Читаем Два источника морали и религии полностью

То, что мистик встречает на своем пути, — это, стало быть, человечество, которое подготовлено к тому, чтобы его слушать, другими мистиками, невидимыми и присутствующими в проповедуемой религии. Притом этой религией пропитан сам его мистицизм, поскольку он с нее начал. Его теология будет, как правило, соответствовать той, которой учат теологи. Его ум и воображение будут использовать учение теологов, для того чтобы выразить в словах то, что он испытывает, и в материальных образах — то, что он видит духовно. И это будет легко ему даваться, поскольку теология уловила как раз то самое течение источник которого находится в мистике. Таким образом его мистицизм использует религию вплоть до тех пор, когда религия станет обогащаться его мистицизмом. Тем самым объясняется роль, которую он ощущает себя призванным сыграть вначале, роль усилителя религиозной веры. Он делает самое неотложное. В действительности для великих мистиков речь идет о том, чтобы радикально преобразовать человечество, начав с собственного примера. Цель может быть достигнута только в том случае, если в конце существует то, что теоретически должно было существовать вначале: божественное человечество.

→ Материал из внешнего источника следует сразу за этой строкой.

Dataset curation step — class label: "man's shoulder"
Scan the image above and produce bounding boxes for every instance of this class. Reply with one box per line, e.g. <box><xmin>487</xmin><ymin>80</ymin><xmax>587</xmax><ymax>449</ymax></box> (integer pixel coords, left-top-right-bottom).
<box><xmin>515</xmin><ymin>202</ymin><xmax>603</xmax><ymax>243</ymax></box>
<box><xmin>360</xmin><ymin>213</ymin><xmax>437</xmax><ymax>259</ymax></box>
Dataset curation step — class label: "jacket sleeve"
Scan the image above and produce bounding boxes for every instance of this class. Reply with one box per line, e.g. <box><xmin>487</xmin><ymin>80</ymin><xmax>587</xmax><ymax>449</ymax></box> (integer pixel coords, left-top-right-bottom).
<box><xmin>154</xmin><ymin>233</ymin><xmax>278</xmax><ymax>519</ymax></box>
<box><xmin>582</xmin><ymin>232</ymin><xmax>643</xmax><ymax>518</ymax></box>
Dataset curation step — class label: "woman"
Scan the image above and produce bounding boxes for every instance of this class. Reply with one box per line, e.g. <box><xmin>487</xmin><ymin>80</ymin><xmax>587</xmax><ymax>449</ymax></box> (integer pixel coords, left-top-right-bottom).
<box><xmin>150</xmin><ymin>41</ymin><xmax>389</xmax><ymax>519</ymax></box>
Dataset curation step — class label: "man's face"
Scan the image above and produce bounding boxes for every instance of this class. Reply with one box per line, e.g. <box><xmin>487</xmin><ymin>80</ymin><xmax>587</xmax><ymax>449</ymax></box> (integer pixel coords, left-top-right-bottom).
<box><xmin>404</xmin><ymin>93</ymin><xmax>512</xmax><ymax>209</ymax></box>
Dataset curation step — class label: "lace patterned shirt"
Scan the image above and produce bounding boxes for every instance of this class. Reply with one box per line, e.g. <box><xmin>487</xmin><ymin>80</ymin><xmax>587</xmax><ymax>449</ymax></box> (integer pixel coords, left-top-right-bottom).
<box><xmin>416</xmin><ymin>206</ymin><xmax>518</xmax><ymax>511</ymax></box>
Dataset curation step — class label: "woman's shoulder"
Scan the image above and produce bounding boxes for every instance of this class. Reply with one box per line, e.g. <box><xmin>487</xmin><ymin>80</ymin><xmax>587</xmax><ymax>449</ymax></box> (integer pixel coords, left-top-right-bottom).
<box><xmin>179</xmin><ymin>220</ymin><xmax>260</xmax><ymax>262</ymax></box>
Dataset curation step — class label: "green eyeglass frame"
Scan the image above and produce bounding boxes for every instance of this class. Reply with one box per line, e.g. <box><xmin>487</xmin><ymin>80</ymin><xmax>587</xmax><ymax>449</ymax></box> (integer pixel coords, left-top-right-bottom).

Мистицизм и христианство, таким образом, бесконечно обусловливают друг друга. Необходимо, однако, чтобы было начало. И действительно, в начале христианства существует Христос. С точки зрения, которой мы придерживаемся и из которой возникает божество всех людей, несущественно, зовется Христос человеком или не зовется. Неважно даже, что он зовется Христом. Те, кто дошел до отрицания существования Иисуса, не помешают тому, чтобы Нагорная проповедь находилась в Евангелии вместе с другими божественными речами. Автору можно дать какое угодно имя, это не будет означать, что автора не было. Мы не собираемся ставить здесь подобные проблемы. Скажем просто, что если великие мистики действительно таковы, как мы их описали, то они оказываются оригинальными, но неполными подражателями и продолжателями того, чем полностью был Евангелический Христос.

Сам он может рассматриваться как последователь пророков Израиля[63]. Не вызывает сомнений, что христианство явилось глубоким преобразованием иудаизма. Много раз было сказано: религия, которая была еще по существу национальной, сменилась религией, способной стать всеобщей. Преемником Бога, который несомненно выделялся среди всех остальных как своей справедливостью, так и своим могуществом, но чье могущество осуществлялось на благо своего народа и чья справедливость касалась прежде всего его подданных, стал Бог любви, Бог, который любит все человечество. Именно поэтому мы не решаемся отнести еврейских пророков к мистикам древности: Яхве был слишком строгим судьей, между Израилем и его Богом не было достаточно близости для того, чтобы иудаизм был мистицизмом в том виде, как мы его определяем. И тем не менее ни одно течение мысли или чувства не способствовало в такой степени, как еврейский профетизм, созданию мистицизма, который мы называем полным, того, который был присущ христианским мистикам. Причина этого в том, что, если другие течения и вели некоторые души к созерцательному мистицизму и тем самым заслужили того, чтобы считаться мистическими, они завершались чистым созерцанием. Чтобы преодолеть расстояние, разделявшее мысль и действие, необходим был порыв, которого недоставало. Мы находим этот порыв у пророков: они страстно стремились к справедливости, они требовали ее именем Бога Израиля; и христианство, которое явилось продолжением иудаизма, в значительной мере обязано еврейским пророкам тем, что обладает мистицизмом действующим, способным идти на завоевание мира.